I have a parka with a nice furry insert for the winter, I would guess I will be wearing it next month.

I wonder where you actually live... No windows and Most Egyptians wearing jackets and or sweaters in summer... never seen that in all the years I have been here. Vests are always worn under shirts just as our parents did.


----------



## Maireadhoey (Jul 25, 2011)

I'm with Maiden on this one what is a jelly?

irisheyesoncairo


----------



## charleen (Apr 26, 2009)

Maireadhoey said:


> I'm with Maiden on this one what is a jelly?
> 
> irisheyesoncairo


I am SO GLAD you guys asked!! I was feeling like a stupid American. Jelly....um nope no clue. That is what you eat here like Jello....that's all I got but no good for winter wear!


----------



## Peter Mitry (Mar 16, 2008)

MaidenScotland said:


> Just nipped out to the local shop and had to put a sweater on, heating is on in the house and I have put a blanket on the bed.


Even in Hurghada it's been woolly sweater time since the sun went down!


----------



## MaidenScotland (Jun 6, 2009)

I have visions of a big pink blancmange walking down the road


----------



## aykalam (Apr 12, 2010)

Something tells me a "jelly" is a gillet


----------



## Gounie (Jan 27, 2011)

Duvet on the bed here in El Gouna. Pussycats sit on my lap everytime I stop for a second. Even bought an oil filled radiator the other day!


----------



## MaidenScotland (Jun 6, 2009)

Gounie said:


> Duvet on the bed here in El Gouna. Pussycats sit on my lap everytime I stop for a second. Even bought an oil filled radiator the other day!




I have hot air heating but it dries my sinuses out so I brought an electric throw with me, bought it in Tesco for 11 pound sterling.:clap2:


----------



## Peter Mitry (Mar 16, 2008)

Gounie said:


> Duvet on the bed here in El Gouna. Pussycats sit on my lap everytime I stop for a second. Even bought an oil filled radiator the other day!

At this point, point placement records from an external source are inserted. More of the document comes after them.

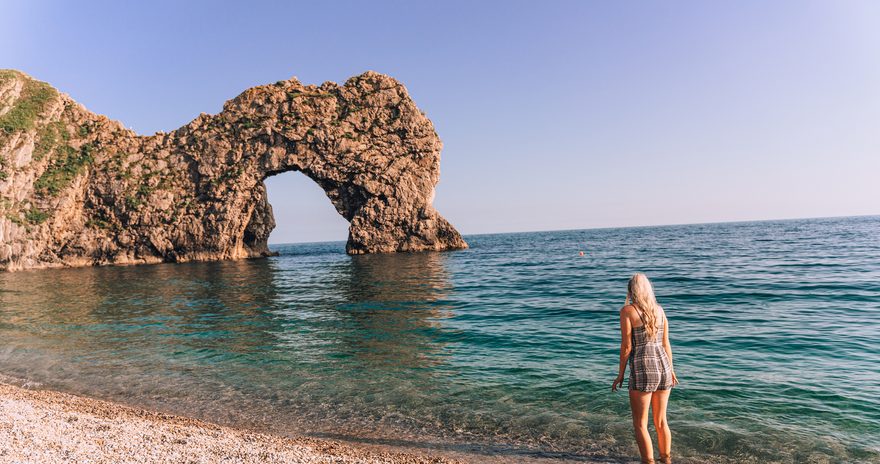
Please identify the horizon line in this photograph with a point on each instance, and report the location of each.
(615, 227)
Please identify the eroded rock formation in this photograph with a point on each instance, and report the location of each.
(78, 189)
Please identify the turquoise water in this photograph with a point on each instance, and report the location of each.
(508, 348)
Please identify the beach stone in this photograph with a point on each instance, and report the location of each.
(78, 189)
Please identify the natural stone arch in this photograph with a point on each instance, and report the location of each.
(197, 193)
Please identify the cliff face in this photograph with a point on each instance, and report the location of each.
(77, 189)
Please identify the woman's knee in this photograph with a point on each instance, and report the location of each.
(660, 423)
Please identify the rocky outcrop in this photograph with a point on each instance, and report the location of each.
(77, 189)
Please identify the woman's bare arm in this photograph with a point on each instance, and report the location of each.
(625, 347)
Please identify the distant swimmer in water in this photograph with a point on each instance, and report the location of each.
(644, 344)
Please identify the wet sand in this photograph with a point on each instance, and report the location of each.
(41, 426)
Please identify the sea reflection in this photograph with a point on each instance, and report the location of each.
(269, 336)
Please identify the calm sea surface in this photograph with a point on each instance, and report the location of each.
(508, 348)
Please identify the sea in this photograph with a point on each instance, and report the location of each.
(506, 350)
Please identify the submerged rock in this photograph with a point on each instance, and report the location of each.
(78, 189)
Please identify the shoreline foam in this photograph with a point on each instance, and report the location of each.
(45, 426)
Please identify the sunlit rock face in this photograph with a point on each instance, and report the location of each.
(77, 189)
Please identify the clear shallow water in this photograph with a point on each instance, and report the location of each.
(507, 348)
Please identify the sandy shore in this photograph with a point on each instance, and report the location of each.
(40, 426)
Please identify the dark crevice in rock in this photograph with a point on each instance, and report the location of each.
(110, 196)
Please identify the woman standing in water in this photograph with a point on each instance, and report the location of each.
(644, 343)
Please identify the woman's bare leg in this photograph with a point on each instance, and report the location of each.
(659, 400)
(639, 402)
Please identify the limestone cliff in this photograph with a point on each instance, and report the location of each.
(77, 189)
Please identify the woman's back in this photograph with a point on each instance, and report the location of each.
(649, 366)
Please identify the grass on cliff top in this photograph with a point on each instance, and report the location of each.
(65, 166)
(30, 104)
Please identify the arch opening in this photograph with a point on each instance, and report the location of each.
(302, 211)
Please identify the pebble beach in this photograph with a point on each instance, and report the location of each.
(41, 426)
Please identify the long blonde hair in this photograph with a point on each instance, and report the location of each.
(640, 293)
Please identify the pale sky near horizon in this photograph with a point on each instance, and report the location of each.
(554, 115)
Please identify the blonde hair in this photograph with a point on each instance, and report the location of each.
(640, 293)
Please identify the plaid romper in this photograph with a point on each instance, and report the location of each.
(649, 367)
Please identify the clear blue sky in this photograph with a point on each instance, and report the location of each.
(554, 115)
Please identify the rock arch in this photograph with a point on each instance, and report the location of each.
(80, 189)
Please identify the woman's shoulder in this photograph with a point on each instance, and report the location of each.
(628, 310)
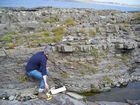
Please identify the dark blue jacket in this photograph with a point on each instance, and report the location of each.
(36, 61)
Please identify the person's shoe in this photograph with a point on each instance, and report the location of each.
(42, 96)
(40, 90)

I brought my oil filled radiator from Spain but we don't normally use it here before December!


----------



## charleen (Apr 26, 2009)

*heating*

I don't need the heated blankets as my little half dachshund will climb up and sit on my feet! He is the perfect temperature and isn't a fire hazard if I fall asleep!!


----------



## Whitedesert (Oct 9, 2011)

MaidenScotland said:


> A jelly?
> 
> I have a parka with a nice furry insert for the winter, I would guess I will be wearing it next month.
> 
> I wonder where you actually live... No windows and Most Egyptians wearing jackets and or sweaters in summer... never seen that in all the years I have been here. Vests are always worn under shirts just as our parents did.


I live in Degla and a jelly is possibly known by you as a pull-over (thin jersey, no sleeves) I dont think you really look around. look closer.


----------



## Widget (Jan 22, 2011)

MaidenScotland said:


> Just nipped out to the local shop and had to put a sweater on, heating is on in the house and I have put a blanket on the bed.

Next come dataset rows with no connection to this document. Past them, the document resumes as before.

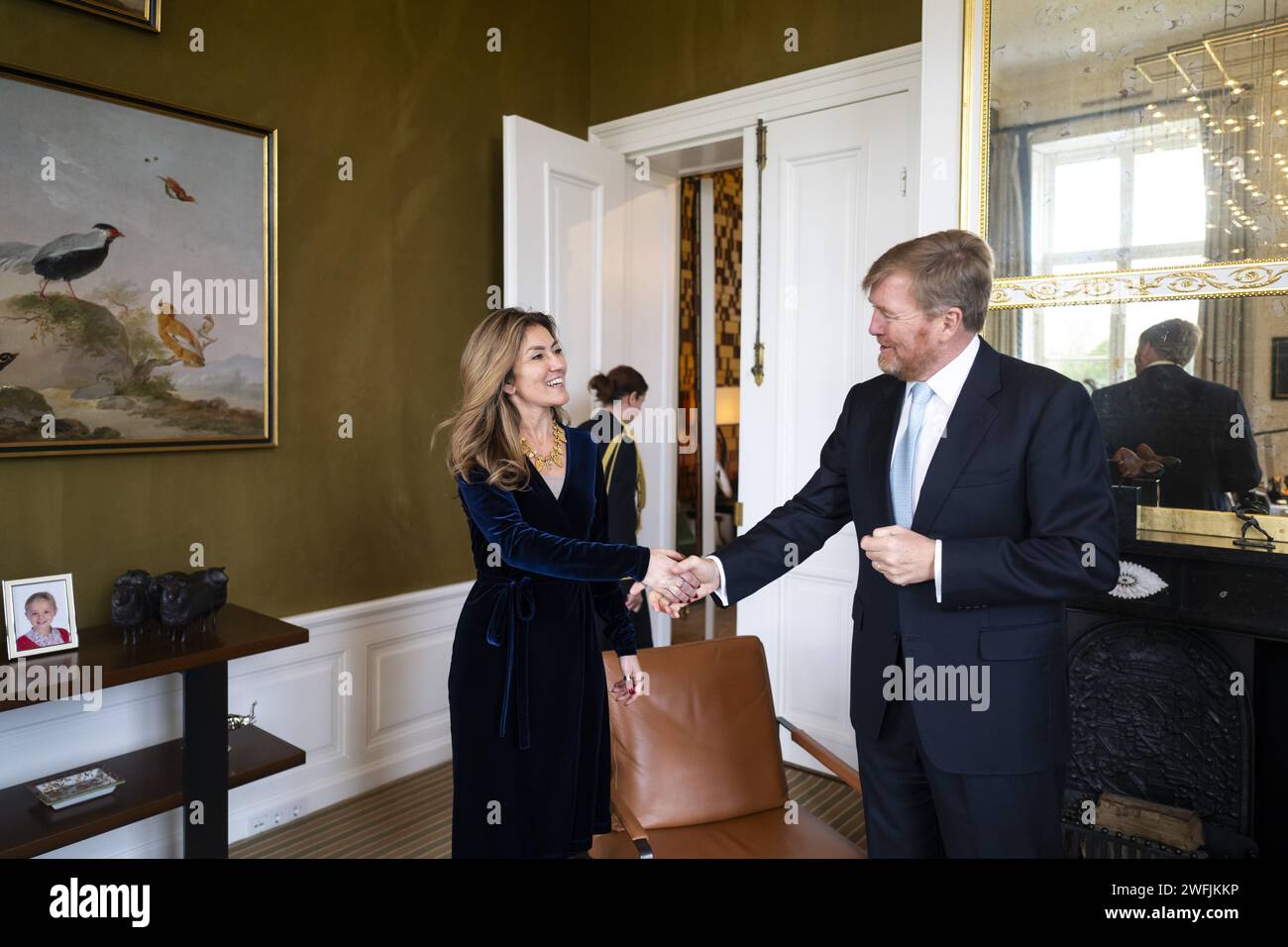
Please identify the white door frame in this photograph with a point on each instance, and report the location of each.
(726, 115)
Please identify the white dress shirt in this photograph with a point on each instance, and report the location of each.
(947, 385)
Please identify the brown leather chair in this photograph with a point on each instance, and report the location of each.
(697, 766)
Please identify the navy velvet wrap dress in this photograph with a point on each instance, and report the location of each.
(526, 688)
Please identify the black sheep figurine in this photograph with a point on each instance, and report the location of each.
(172, 600)
(130, 609)
(183, 602)
(155, 585)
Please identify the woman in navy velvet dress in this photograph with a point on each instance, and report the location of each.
(526, 686)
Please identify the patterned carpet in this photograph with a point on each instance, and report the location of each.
(412, 818)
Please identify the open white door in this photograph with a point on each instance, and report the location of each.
(593, 247)
(838, 188)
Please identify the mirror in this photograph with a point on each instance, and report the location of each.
(1134, 176)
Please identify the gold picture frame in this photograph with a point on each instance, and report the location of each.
(183, 395)
(145, 14)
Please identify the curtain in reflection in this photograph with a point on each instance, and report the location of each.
(1222, 356)
(1009, 198)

Heating, what a luxury! The closest we have to heating will be turning up the temperature on the aircon! 
Haven't had to resort to putting another cover on the bed yet, we always have a thin blanket on top but as you can imagine during the summer it spends more time on the floor than the bed!
It's still scorchio here during the day, made the stupid mistake of walking to the other side of Naama Bay at 1.30 this afternoon - phewee! but it has certainly cooled down a lot at night, may have to consider digging out the fleece jumpers soon for any outside evening excursions.


----------



## Helen Ellis (Aug 9, 2008)

Duvet's been on for a while, and the temp, indoors, was down to 22 deg at 2am. It's coat/fleece weather in the evenings now, but then it's pretty breezy here by the sea which doesn't help. I'll have my scarf/shawl on tonight, over a light jacket. If I had my boots at this flat they'd be on too. I'm sure it wasn't this cold this early last year.


----------



## marimar (Feb 9, 2011)

MaidenScotland said:


> Just nipped out to the local shop and had to put a sweater on, heating is on in the house and I have put a blanket on the bed.


Had to chuckle Maiden...are you not a hardy Scot then?, thought you would be used to weather much much colder than this !!
Although living by the sea in Alex we now have to close the windows during the day but still venturing out during the day in short sleeves. I am enjoying it all though after all the scorching summers in Sharm !!


----------



## MaidenScotland (Jun 6, 2009)

marimar said:


> Had to chuckle Maiden...are you not a hardy Scot then?, thought you would be used to weather much much colder than this !!
> Although living by the sea in Alex we now have to close the windows during the day but still venturing out during the day in short sleeves. I am enjoying it all though after all the scorching summers in Sharm !!




I have never been hardy and I am well acclimatised to the heat, last year I didn't take my duvet off until June!! I live right beside the Nile and I get a cold breeze from it. 

Just been to Zamalek with a sweatshirt on.


----------



## charleen (Apr 26, 2009)

MaidenScotland said:


> I have never been hardy and I am well acclimatised to the heat, last year I didn't take my duvet off until June!! I live right beside the Nile and I get a cold breeze from it.
> 
> Just been to Zamalek with a sweatshirt on.




I understand that! I am from the wettest part of the usa and I get cold her quickly, even bought winter crocs yesterday! My parents see us on skype in sweaters and such and they laugh at us!!


----------